Mary Ann Hanusa, a local Iowa state representative who attended the meeting, said that farmers in the western part of the state understand the sacrifices that Trump has asked of them and that they continue to back him. “They are willing to wait out the situation at this point,” she said.

State GOP Chairman Jeff Kaufmann agreed. So long as a solution arrives in the next several months, he said, farmers and others in rural areas will continue supporting Trump. “They’re sticking with him,” he told HuffPost after the Lincoln-Reagan dinner.

For Trump to win Iowa next year, he will need them to stick with him. Indeed, ever since he took office, that has been part of his campaign’s reelection strategy: to replicate his 2016 path to victory, which lost the national popular vote by nearly 3 million but managed to squeak out wins in Pennsylvania, Michigan and Wisconsin by a combined margin of just 77,744 votes.

“Donald Trump presented himself as the change candidate. Unfortunately, the changes that he brought have not been good for Iowa.”

- Troy Price, chairman of the Iowa Democratic Party

But a manufacturing recession, caused in large part by Trump’s trade war, may be swinging Pennsylvania and Michigan away from him. Losing both of those states with every other state going the same way it did in 2016 would leave Trump with 270 electoral votes, the exact number needed to win a second term. That means his Democratic opponent could win by taking those two states plus either, say, Wisconsin or Iowa.

And that is where the trade war’s damage to agriculture could play a major role, with farmers in both Wisconsin and Iowa suffering because of retaliatory tariffs imposed by China on soybeans, corn, pork and other commodities.

Troy Price, chairman of the Iowa Democratic Party, said Trump won the state in 2016 by promising to increase markets and profits for Iowa farms. “We have seen nothing but the opposite since he’s been in office,” Price said. “We’ve lost the markets that Iowans took decades to develop.”

He said the loss of farm income has led to problems for others that rely on the farmers’ success, such as the 160 workers who were laid off at a John Deere factory in eastern Iowa. “This is having ripple effects across the state,” Price said. “I think the president has a big problem and Republicans have a big problem. ... Donald Trump presented himself as the change candidate.
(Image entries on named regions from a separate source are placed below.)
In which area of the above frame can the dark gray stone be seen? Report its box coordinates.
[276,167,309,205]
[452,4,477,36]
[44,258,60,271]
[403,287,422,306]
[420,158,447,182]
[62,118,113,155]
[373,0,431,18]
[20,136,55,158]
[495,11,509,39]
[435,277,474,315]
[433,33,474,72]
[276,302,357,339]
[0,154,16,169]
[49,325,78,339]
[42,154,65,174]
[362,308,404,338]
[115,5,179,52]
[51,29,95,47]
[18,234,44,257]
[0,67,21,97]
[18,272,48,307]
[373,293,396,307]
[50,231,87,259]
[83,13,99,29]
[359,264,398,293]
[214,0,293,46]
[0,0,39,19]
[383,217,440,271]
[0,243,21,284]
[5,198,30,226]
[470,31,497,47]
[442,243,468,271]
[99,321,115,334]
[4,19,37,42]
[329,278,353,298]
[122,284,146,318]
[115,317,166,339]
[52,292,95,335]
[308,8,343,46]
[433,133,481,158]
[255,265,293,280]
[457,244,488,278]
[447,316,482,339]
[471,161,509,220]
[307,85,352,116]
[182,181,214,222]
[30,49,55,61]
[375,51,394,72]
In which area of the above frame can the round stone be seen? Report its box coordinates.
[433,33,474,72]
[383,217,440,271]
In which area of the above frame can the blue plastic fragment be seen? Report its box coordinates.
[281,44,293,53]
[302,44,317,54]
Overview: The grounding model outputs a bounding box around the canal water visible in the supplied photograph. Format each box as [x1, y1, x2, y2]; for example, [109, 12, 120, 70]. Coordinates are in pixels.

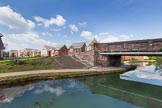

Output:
[0, 63, 162, 108]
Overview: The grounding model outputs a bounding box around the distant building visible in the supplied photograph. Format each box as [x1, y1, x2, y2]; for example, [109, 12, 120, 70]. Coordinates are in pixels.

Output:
[0, 33, 5, 59]
[41, 45, 54, 56]
[68, 42, 86, 56]
[122, 56, 149, 60]
[18, 48, 37, 57]
[87, 38, 98, 51]
[29, 49, 41, 57]
[9, 50, 18, 57]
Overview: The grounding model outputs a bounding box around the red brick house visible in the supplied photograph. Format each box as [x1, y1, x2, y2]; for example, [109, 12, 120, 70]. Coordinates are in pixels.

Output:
[0, 33, 5, 59]
[68, 42, 86, 56]
[9, 50, 18, 57]
[51, 45, 68, 56]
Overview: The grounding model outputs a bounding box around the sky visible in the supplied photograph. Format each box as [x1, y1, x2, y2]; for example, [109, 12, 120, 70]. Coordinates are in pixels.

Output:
[0, 0, 162, 50]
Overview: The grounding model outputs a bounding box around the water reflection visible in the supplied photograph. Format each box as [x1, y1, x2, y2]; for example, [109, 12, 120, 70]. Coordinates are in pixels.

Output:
[0, 66, 162, 108]
[120, 62, 162, 86]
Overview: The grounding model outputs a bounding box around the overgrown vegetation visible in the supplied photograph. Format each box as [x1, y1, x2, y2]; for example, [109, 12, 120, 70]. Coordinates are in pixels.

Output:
[0, 57, 55, 73]
[149, 56, 156, 60]
[160, 48, 162, 52]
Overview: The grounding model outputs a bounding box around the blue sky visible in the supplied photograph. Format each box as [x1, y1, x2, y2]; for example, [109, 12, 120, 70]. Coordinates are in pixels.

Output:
[0, 0, 162, 49]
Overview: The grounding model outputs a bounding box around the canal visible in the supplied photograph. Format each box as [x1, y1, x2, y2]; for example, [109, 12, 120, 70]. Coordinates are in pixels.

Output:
[0, 62, 162, 108]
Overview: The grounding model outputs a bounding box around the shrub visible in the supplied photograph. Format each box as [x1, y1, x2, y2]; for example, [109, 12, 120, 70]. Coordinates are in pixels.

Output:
[160, 48, 162, 52]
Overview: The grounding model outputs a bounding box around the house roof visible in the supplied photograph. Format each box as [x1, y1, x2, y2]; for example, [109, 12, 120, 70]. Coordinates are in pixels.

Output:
[0, 33, 5, 50]
[55, 45, 64, 50]
[10, 50, 18, 53]
[88, 38, 98, 46]
[43, 45, 54, 51]
[71, 42, 85, 49]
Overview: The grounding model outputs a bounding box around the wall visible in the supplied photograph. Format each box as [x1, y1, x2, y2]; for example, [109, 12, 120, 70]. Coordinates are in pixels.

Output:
[94, 39, 162, 66]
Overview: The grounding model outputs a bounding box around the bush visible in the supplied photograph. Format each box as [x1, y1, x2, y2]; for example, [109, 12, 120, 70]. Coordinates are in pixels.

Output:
[160, 48, 162, 52]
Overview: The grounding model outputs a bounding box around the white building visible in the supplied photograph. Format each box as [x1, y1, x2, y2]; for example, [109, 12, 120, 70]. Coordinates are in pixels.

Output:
[41, 45, 54, 56]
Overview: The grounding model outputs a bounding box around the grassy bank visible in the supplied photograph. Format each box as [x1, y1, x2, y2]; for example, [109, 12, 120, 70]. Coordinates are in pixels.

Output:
[0, 57, 56, 73]
[0, 66, 135, 88]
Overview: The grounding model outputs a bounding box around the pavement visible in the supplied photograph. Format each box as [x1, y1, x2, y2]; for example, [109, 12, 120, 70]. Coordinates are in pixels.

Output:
[0, 67, 124, 79]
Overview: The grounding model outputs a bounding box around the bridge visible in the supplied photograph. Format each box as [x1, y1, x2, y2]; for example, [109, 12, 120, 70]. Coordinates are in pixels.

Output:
[94, 38, 162, 66]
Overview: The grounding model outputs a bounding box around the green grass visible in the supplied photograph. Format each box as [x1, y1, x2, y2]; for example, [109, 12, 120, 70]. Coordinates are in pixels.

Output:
[0, 57, 55, 73]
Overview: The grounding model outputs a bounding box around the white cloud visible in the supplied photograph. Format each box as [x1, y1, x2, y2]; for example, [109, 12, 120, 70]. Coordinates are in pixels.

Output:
[3, 32, 57, 50]
[80, 31, 95, 40]
[50, 28, 61, 32]
[79, 21, 87, 27]
[0, 6, 35, 30]
[69, 24, 79, 34]
[81, 31, 133, 43]
[34, 15, 66, 27]
[42, 32, 53, 36]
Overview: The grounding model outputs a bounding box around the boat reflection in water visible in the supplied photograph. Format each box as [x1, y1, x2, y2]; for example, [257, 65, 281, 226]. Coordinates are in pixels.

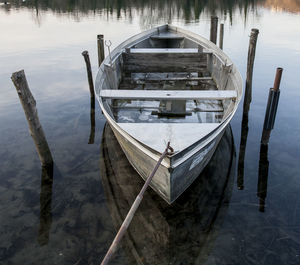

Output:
[100, 124, 236, 264]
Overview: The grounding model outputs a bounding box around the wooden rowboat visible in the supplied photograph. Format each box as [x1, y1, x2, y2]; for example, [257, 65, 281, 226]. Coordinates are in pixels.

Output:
[100, 124, 236, 265]
[95, 25, 242, 203]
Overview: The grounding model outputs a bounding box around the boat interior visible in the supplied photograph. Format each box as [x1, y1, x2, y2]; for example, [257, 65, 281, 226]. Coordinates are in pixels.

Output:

Unfortunately, the changes that he brought have not been good for Iowa.”

David Kochel, a longtime Iowa Republican consultant, has a more sanguine view of Trump’s chances, particularly if Democrats nominate one of their more progressive contenders. “If Warren is the candidate, I think she struggles in a place like Iowa,” he said.
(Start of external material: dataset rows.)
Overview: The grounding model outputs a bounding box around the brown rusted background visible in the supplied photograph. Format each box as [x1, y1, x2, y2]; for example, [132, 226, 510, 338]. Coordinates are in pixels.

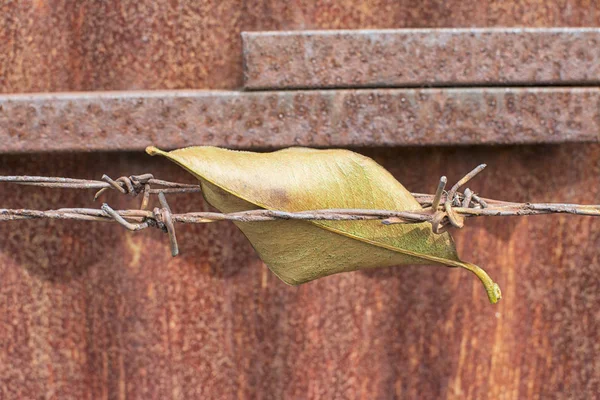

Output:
[242, 28, 600, 89]
[0, 0, 600, 399]
[0, 87, 600, 153]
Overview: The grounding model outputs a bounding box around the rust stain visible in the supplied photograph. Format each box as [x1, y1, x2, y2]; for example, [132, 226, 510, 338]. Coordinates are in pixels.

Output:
[242, 28, 600, 90]
[0, 88, 600, 153]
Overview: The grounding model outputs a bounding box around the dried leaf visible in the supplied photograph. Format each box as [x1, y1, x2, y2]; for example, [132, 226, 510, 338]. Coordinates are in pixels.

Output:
[146, 147, 501, 303]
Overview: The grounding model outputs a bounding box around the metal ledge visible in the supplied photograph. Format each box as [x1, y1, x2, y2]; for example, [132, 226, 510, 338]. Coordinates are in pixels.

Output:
[0, 88, 600, 153]
[242, 28, 600, 90]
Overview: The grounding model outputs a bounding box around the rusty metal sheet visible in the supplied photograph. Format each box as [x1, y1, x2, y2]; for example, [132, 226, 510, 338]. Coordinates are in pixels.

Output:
[0, 144, 600, 400]
[0, 0, 600, 93]
[0, 88, 600, 153]
[242, 28, 600, 89]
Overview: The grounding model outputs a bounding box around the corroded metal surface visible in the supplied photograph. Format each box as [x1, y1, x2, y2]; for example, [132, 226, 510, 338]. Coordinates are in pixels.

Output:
[0, 0, 600, 93]
[0, 144, 600, 400]
[0, 88, 600, 153]
[242, 28, 600, 89]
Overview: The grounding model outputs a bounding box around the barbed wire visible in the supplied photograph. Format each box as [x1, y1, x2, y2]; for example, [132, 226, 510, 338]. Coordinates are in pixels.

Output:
[0, 164, 600, 256]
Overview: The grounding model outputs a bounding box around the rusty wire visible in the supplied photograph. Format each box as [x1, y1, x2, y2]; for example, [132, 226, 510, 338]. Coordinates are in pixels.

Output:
[0, 164, 600, 256]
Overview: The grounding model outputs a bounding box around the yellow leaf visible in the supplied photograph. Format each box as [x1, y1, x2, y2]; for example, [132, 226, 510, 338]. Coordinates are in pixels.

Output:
[146, 147, 501, 303]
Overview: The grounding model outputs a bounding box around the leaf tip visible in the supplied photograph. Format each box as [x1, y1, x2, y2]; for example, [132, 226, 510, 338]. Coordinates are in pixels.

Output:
[146, 146, 166, 156]
[486, 282, 502, 304]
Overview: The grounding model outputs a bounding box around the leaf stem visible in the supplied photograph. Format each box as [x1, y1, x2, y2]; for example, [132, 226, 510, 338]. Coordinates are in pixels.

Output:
[461, 262, 502, 304]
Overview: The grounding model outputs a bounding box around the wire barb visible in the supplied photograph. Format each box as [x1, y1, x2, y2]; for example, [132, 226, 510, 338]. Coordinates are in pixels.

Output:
[0, 164, 600, 256]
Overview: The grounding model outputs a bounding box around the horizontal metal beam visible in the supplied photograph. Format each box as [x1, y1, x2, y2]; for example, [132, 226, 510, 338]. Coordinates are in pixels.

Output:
[242, 28, 600, 90]
[0, 88, 600, 153]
What’s more, he believes Republicans in the rural areas will stick with Trump, despite their personal misfortunes, because of the increasingly partisan divide between Iowa cities and the rest of the state.

“The trend in rural counties is that they’re continuing to go even further red,” Kochel said, adding that Trump’s lower approval ratings do not necessarily mean he will lose. “Trump can win when he’s upside down. He proved it in 2016 and he can do it again in 2020.”